Portugal returned 11.7% in the year-to-date January 30, according to the Russell Eurozone Index.
The positive performance comes against a backdrop of continued talk about a rotation out of bonds and into equities.
Dynamic-oriented stocks outperformed defensive-oriented stocks in January, with the Russell Eurozone Dynamic Index returning 5.1% and the Russell Eurozone Defensive Index returning 3%. This continues a pattern established in 2012.
Joel Copp-Barton, European product director at Invesco, says the “persistently negative sentiment towards anything European” is providing some compelling stock-specific opportunities.
Meanwhile, a better economic environment is developing, he says, thanks to the European Central Bank’s liquidity injections, the reversal of significant imbalances in certain periphery countries, and a lower level of fiscal consolidation in Europe. These should all be supportive of European equities in 2013, Copp-Barton says.

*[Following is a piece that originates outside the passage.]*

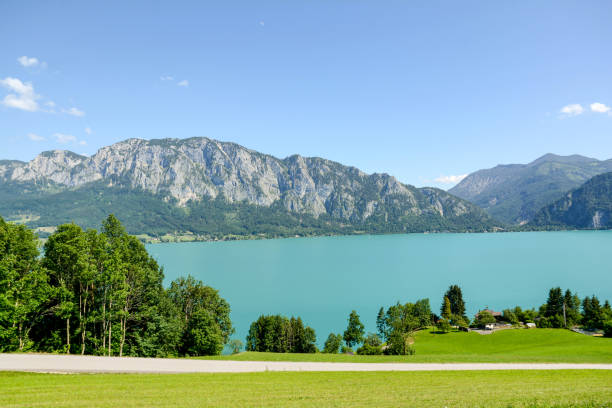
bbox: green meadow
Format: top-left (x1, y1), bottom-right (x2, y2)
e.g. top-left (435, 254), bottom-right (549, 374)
top-left (202, 329), bottom-right (612, 363)
top-left (0, 370), bottom-right (612, 408)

“Assuming this less negative macroeconomic environment in Europe and better growth prospects in the rest of the world, European companies should fare better.”
EPFR Global says the equity funds it tracks attracted another $18.7 billion (€13.7 billion) during the final week of January, “closing the books on a month when they outgained bond funds by a nearly 3-to-1 margin and fueled talk of a great rotation from fixed income assets to equity”.